The gist of the story revolves around Behrs’ character, Caroline, and her dread of an upcoming auction of her family’s stuff. She pays a visit to her dad, who stresses the importance of her acquiring a particular item, hinting that he might have money stashed away inside. The girls crash the auction, and there are some easy laughs had at Caroline’s brunette-haired disguise, as Max (Dennings) tries to pass her off as Jennifer Love-Hewitt and Katie Holmes. (She actually looks more like Lea Michele (“Glee”), or maybe Alison Becker, last seen on “The Newsroom.”)

They manage to bid successfully for the item, a loving cup Caroline won for horse-riding, which finally explained the meaning of that term to yours truly and made the double-entendre of the Stones song of the same name finally make sense. Ah, 2 Broke Girls – truly the gift that keeps giving.

Interestingly, the show is a bit of an anomaly on my schedule, which may be why I’ve learned to appreciate its oft-easy gags and jokes. I tend to lean towards non-traditional comedies, a la Arrested Development or New Girl or animated shows like The Simpsons or South Park, but that may be why 2 Broke Girls works for me. Sitcoms have become so déclassé, it’s almost refreshing to see one in this day and age. Not that I’ll be rushing to watch Two and a Half Men again in this lifetime, mind you, but in small doses, I don’t mind the occasional sitcom.

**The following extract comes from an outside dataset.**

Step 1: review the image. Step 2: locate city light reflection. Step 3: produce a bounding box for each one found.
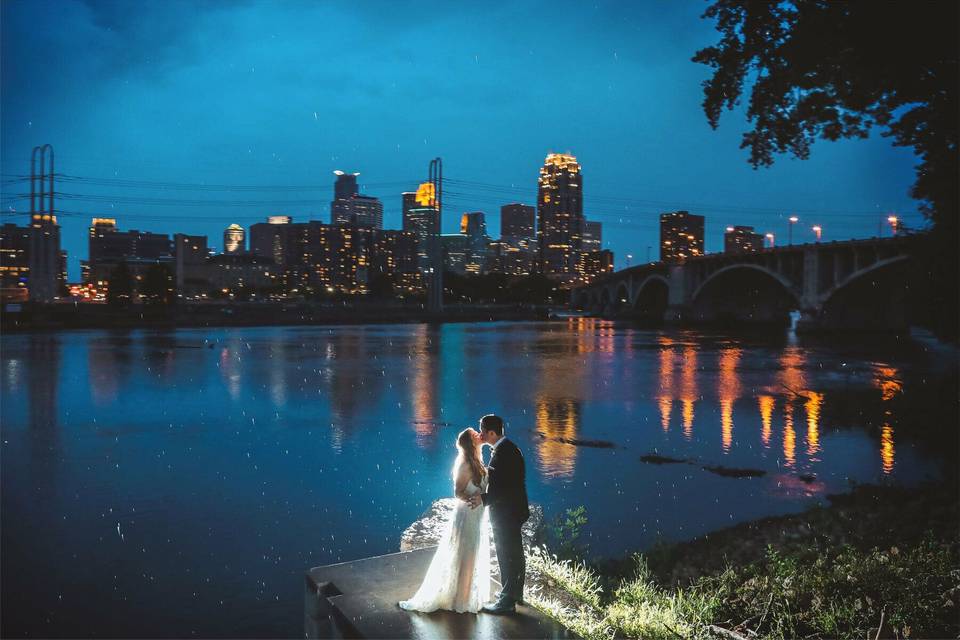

Definitely a large part of why 2 Broke Girls works for me is the two main leads. Behrs is an appealing find, and I’ve liked Dennings since the moment I saw her in “The 40-Year Old Virgin” and I’m not above watching something solely on the strength of her presence, especially. (Loved her in “Nick & Norah’s Infinite Playlist” and the criminally under-seen “Daydream Nation,” in particular.)

You never doubt these two for a second in the roles, and I definitely mean that as a compliment. They’re people you want to spend a half-hour or so with every week, and that’s why I think the show does well. I’m sure 2 Broke Girls also strikes a nerve with an audience still in the throes of a poor economy to see a set-up like this as well. Who can’t relate to being broke?

Only the 1% and who cares what they think? Me, I’m sticking with the girls.